Joe, on the right side of his horse, started to put his right foot into the stirrup, and the horse shied away from him, almost spilling him on the ground.

“First lesson,” said the Ranger. “Never get on a horse from the right. Some of ’em don’t mind, but most of ’em do. No use tempting Providence.”

Joe came around to the left side, and grasping the horse by the mane and the saddle horn, swung himself up.

“Now, just stand up as straight-legged as you can, and see how many fingers you can put between your saddle and the crotch of your legs.”

“Two,” said Joe. “Oughtn’t my stirrups to be shorter?”
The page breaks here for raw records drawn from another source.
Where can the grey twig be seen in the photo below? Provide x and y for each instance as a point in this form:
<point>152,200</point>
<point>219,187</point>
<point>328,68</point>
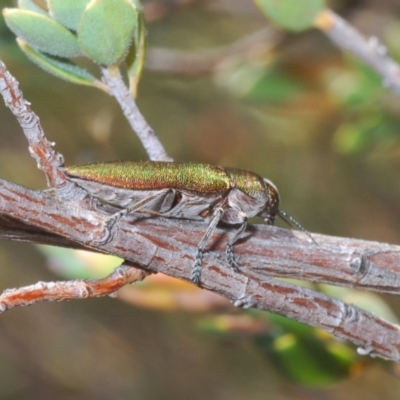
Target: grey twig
<point>40,148</point>
<point>70,290</point>
<point>118,89</point>
<point>169,246</point>
<point>370,51</point>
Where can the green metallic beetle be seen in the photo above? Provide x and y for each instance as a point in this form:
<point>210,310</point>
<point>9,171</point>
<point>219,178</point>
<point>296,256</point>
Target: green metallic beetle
<point>184,190</point>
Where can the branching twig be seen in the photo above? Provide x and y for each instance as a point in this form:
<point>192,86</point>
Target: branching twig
<point>40,148</point>
<point>70,290</point>
<point>370,51</point>
<point>152,145</point>
<point>169,246</point>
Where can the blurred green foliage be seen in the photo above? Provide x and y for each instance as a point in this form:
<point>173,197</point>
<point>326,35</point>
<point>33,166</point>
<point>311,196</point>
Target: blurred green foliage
<point>293,108</point>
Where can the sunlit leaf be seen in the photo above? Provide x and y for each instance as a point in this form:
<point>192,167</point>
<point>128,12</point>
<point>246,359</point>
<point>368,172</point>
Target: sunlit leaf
<point>67,13</point>
<point>59,67</point>
<point>42,33</point>
<point>106,30</point>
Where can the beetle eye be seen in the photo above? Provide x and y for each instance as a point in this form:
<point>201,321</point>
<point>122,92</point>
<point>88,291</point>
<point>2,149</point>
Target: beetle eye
<point>270,220</point>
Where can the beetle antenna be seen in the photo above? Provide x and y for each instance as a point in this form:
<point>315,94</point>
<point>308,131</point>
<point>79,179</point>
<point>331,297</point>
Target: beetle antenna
<point>290,220</point>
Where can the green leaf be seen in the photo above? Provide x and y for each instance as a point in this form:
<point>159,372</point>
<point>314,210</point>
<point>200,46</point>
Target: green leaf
<point>31,6</point>
<point>137,55</point>
<point>62,68</point>
<point>42,33</point>
<point>68,13</point>
<point>107,29</point>
<point>295,15</point>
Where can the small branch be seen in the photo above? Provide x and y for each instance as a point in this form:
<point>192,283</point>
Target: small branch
<point>41,150</point>
<point>150,142</point>
<point>370,51</point>
<point>69,290</point>
<point>169,246</point>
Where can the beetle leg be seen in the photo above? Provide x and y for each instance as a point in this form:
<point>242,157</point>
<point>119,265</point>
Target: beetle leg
<point>134,207</point>
<point>229,249</point>
<point>196,272</point>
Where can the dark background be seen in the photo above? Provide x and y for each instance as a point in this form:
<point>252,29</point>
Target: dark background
<point>305,115</point>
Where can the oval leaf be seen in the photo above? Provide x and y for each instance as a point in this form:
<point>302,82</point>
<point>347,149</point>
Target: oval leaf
<point>68,13</point>
<point>294,15</point>
<point>136,56</point>
<point>62,68</point>
<point>106,30</point>
<point>31,6</point>
<point>42,33</point>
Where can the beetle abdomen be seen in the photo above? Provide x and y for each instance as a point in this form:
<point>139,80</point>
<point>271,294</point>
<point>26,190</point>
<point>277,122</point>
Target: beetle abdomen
<point>197,178</point>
“If you want to ride like a bally British monkey, or a jockey, yes,” Mills answered. “If you want to ride like a regular human bein’, they’re just right. Let’s see you trot.”

Joe tightened the reins and gave his horse a jab with his heels, and the animal started off with abrupt suddenness, at a sharp trot. Poor Joe began to bob up and down, and bang the base of his spine against the saddle. He tried to rise on his toes with the motion of the horse, but that, he felt, only made him the more awkward. The Ranger came up alongside, and passed him.

“Watch me,” he said. “Just barely stand in your stirrups, comfortable like, bend forward from your hips, and let your body, not your legs, keep the gait.”

He trotted ahead, and Joe saw with admiration that his shoulders hardly bobbed up and down at all. He did his best to imitate him, and after a while felt as if he were getting on to the hang of it. But they couldn’t trot far, because the packhorse was following them, all by himself, and if he trotted it shook up his pack too much. So they pulled down to a walk, and climbed the trail, first the Ranger, then Joe, then the patient packhorse, through woods at first, and across a roaring, racing little green river, which foamed up against the horses’ legs and made Joe hold up his feet under him to keep them dry.

“I’m going over Swift Current Pass,” the Ranger said, “and on up the Mineral Creek Cañon on the other side, and then down into the Little Kootenai River country, to open the trail a bit. You can come with me to the top of the pass, and pick up some party to bring you back.”